Here are some tips regarding complementary treatments for cat parasite control. They have been approved by a veterinarian, Dr Fogle, and therefore, although caution needs to be exercised when administering natural home remedies of any sort, these complementary treatments should be safe but always check with your vet.
Herbalism can be used in parasite control. Cider vinegar is a repellent of some insects. I had no idea but, apparently, ear mites are most active at night and therefore treatment of infested ears should ideally take place just before a person’s bedtime.
Note: Personally I don’t believe it is wise to treat cat ear mites oneself. However, Dr Fogle suggests that it is okay.
For ear mites, a solution of 50% benzoyl benzoate and 50% water can be dropped into the ear (three drops) and massaged into the ear canal three times per week for eight weeks (but see notes below before proceeding). An alternative treatment is to apply nine drops of yellow dock tincture with 15 mL of water and (instil in infected ears every three days to 6 weeks.)
Another treatment would be olive oil instilled on alternate days for six weeks. The word “instil” means, “put (a substance) into something in the form of liquid drops”.
With respect to cat fleas, one recommendation is to comb your cat with the usual 32 prongs to an inch metal flea comb and place the captured fleas into an ammonia laced water. Natural pyrethrin powder, which can be obtained from chrysanthemums grown in Kenya, is an effective natural insecticide. In India this insecticide is mixed with Acorus calamus
to be used for ticks and lice.
Note: the Natural pyrethrin powder referred to is available commercially (search for “natural pyrethrin powder”) but once again a discussion with a vet is strongly advised. This is an insecticide and, natural or not, it is potentially a serious health risk.
All flea control should be carried out holistically meaning there should be a heavy focus on prevention to reduce re-infestation. Some herbalists recommend leaving eucalyptus leaves under furniture and rugs. The alternative is to rub fennel foliage into your cat’s coat. Nematodes eat Fleas. They are bugs and they are commercially available at some garden centres and can be introduced into the yard or the back garden. This is a proactive, preventative treatment.

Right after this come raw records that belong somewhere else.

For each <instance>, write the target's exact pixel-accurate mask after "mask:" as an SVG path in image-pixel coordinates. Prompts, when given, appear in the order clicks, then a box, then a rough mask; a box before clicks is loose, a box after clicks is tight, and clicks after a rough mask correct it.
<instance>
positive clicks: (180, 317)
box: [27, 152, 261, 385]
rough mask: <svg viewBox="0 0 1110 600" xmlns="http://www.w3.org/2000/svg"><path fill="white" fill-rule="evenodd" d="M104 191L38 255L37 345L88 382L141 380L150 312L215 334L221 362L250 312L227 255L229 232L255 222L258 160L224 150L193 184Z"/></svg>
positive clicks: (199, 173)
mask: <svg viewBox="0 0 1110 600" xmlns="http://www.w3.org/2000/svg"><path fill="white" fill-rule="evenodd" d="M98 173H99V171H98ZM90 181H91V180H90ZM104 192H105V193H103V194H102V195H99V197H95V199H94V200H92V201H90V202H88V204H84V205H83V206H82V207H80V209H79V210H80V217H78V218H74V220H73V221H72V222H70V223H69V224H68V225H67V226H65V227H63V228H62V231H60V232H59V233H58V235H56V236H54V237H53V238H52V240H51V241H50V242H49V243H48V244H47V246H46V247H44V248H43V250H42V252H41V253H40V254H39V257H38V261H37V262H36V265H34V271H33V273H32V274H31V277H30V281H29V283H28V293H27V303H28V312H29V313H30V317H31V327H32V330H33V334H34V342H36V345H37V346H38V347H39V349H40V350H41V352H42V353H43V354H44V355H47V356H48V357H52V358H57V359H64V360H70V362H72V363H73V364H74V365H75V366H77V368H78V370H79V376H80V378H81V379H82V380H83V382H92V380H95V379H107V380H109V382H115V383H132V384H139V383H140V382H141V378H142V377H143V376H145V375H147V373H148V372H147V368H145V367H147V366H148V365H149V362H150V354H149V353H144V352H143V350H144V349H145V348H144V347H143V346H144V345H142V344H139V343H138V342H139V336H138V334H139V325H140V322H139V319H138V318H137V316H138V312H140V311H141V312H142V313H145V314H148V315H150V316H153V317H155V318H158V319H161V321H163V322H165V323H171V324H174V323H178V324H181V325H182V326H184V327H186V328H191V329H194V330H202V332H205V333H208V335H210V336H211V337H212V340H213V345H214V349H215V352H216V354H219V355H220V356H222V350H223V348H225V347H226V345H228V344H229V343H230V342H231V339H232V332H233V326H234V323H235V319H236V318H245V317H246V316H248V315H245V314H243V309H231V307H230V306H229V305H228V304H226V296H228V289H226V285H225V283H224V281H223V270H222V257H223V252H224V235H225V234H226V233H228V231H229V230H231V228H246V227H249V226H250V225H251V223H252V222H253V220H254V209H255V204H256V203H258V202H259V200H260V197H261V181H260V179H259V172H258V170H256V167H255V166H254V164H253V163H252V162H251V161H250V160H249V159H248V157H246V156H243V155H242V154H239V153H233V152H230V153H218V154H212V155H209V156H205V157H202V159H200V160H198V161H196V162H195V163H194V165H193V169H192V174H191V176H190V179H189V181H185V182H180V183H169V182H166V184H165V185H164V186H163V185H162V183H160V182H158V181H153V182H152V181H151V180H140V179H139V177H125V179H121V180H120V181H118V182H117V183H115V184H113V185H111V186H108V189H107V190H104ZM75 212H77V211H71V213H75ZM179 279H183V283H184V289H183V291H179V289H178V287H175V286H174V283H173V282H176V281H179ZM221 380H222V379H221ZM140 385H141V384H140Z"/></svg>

The success of nematodes as a preventative flea treatment is variable and may depend on the conditions and the soil. For instance they were less effective in Florida are more effective in North Carolina and Texas, USA. Nematodes should be placed in moist shady spots in your backyard.
Veterinarians who like to use complementary treatments are reluctant to use corticosteroids because they depress the immune system when it is important to support the immune system. The only suggestion made by Dr Fogle to control itching is through massage, relaxation techniques and pheromones. I wonder how effective these are, though.
Hydrotherapy can be used to control itching. Cats can be sprayed or bathed in warm water containing sodium bicarbonate or oatmeal. Oatmeal appears to contain a substance called avenanthramides which helps to block inflammatory compounds and histamines.
Herbalism can also be used to help control itching. Cornstarch (with just enough boiled water to make a paste) might reduce itching when applied topically. Goldenseal hydrastis canadensis and Calendula cream may also help.
Echinacea, goldenseal or Pau d’arco administered internally can strengthen the immune system. In addition, an infusion of German chamomile flower is, we are told, soothing and cooling for irritated skin.
Itchiness can also be reduced using other herbs such as burdock root, curled dock root, licorice root and southern would herb.
As for homeopathy, Urtica 6cM, which is derived from the stinging nettle may relieve intense itching.
Always seek veterinarian advice before carrying out home treatments for cat health.